About

The Haddow Circle is a travel-based arts program that supports emerging visual artists through immersive residencies, mentorship, and collector engagement. Each year, it organizes two international trips and two local events designed to help artists deepen their practice, build high-value connections, and gain visibility in the contemporary art world.

Led by Ellender Grace Robinson, The Haddow Circle acts as a bridge between early-career artists and seasoned collectors, patrons, and curators. It offers MFA-level feedback and intentional community without the gatekeeping and institutional barriers of academia or traditional gallery systems.

The program is grounded in beauty, structure, and care. It prioritizes artists from underrepresented backgrounds and cultivates lasting relationships with art supporters who want to fund bold, emotionally resonant work.

Origin Story

The name ‘Haddow Circle’ is a tribute to Ellender Grace Robinson’s grandfather, who served in the U.S. Navy during WWII and was stationed aboard the USS Haddo, a submarine. A rural Tennessee kid raised by a single mother in the Depression, he discovered a passion for art and poetry while traveling as a young serviceman. His home was filled with eclectic, unpretentious works collected from around the world: paintings, pottery, textiles, zines, and small-press poetry.

Though he never formally studied art or discussed it publicly, his quiet, joyful collection reflected a hunger for beauty that stood in contrast to the trauma and silence he carried from his time at sea. The Haddow Circle is built for artists like him—brilliant but submerged—who need access, affirmation, and structured support to fully emerge.

Leadership

Ellender Grace Robinson

Ellender Grace Robinson

Founder

Ellender Grace Robinson (she/her) is a nonprofit leader, arts advocate, and residency curator with over a decade of experience in creative youth development, fundraising, and community-based arts programming. She has led teams and initiatives in both Development Director and Executive Director roles, always with a focus on access, equity, and long-term impact.

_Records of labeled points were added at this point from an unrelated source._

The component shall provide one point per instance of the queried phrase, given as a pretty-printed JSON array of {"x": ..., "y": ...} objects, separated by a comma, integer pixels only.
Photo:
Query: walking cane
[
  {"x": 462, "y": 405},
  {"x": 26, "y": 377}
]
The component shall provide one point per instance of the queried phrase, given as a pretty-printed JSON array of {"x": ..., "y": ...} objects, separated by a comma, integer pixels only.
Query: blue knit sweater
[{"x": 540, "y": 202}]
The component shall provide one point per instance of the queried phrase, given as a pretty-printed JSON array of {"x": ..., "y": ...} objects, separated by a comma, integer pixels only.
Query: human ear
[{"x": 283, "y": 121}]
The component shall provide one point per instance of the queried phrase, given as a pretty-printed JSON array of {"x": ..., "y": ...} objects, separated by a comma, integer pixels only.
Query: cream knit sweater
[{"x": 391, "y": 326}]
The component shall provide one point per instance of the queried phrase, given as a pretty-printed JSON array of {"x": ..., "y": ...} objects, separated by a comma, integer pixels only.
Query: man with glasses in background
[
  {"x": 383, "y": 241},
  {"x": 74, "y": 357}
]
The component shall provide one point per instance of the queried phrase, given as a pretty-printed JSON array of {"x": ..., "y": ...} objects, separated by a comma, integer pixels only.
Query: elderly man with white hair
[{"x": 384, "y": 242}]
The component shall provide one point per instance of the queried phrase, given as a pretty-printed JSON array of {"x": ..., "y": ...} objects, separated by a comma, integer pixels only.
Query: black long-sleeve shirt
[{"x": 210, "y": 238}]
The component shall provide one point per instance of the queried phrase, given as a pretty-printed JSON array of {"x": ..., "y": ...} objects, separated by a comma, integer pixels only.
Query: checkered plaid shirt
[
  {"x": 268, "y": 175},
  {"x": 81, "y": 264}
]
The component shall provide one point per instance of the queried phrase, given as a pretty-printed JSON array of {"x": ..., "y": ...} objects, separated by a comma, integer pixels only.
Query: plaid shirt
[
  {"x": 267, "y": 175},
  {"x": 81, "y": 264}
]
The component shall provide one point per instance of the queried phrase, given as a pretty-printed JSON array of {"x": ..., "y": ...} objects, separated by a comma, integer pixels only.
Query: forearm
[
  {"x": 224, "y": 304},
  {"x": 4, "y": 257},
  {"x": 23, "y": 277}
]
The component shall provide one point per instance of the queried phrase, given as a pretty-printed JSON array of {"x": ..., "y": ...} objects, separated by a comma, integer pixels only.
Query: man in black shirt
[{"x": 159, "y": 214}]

Her work centers on helping emerging artists find their footing within established arts ecosystems. Through relationship-based curation and direct patronage, she supports young artists in preserving their work, growing their practice, and building sustainable creative careers. Her approach reflects a deep belief in collective care, cultural legacy, and the power of belonging.

Kyler Pahang

Kyler Pahang

Advisory Council Member

Kyler Pahang is a Filipino artist based on Duwamish Land. His art is focused on empowering, decolonizing, and celebrating cultures. He wants to reconnect back to his roots and does so by researching precolonial traditions and creating artworks based upon said research. Pahang is encouraging others to do the same by depicting aspects of his cultures that are not widely known. His body of work exhibits large mixed media paintings that depict the colonized in the same position as their colonizers in order to expand others’ views on overly exploited countries. Pahang recently received his MFA in Painting and Drawing from the University of Washington, graduating with excellence. He also holds a BA with Honors from the same institution, is a Mary Gates Scholar, and received the Hubs Directory Award from his department.

Charlotte (Lottie) Soliven

Charlotte (Lottie) Soliven

Advisory Council Member

Charlotte (Lottie) Soliven is a junior at Liberty High School who grew up believing she could change the world. In her sixteen years of living, she has done just that by fearlessly breaking Asian stereotypes with her inability to do basic mental math and her European-sounding name. Her other talents include being the lead singer in the band PB and Jellyfish, crying in public, winning plushies from claw machines, being the only cheerleader who can’t cartwheel and relentlessly insisting that poetry is cool to the kids at Camp Yesler and her high school peers.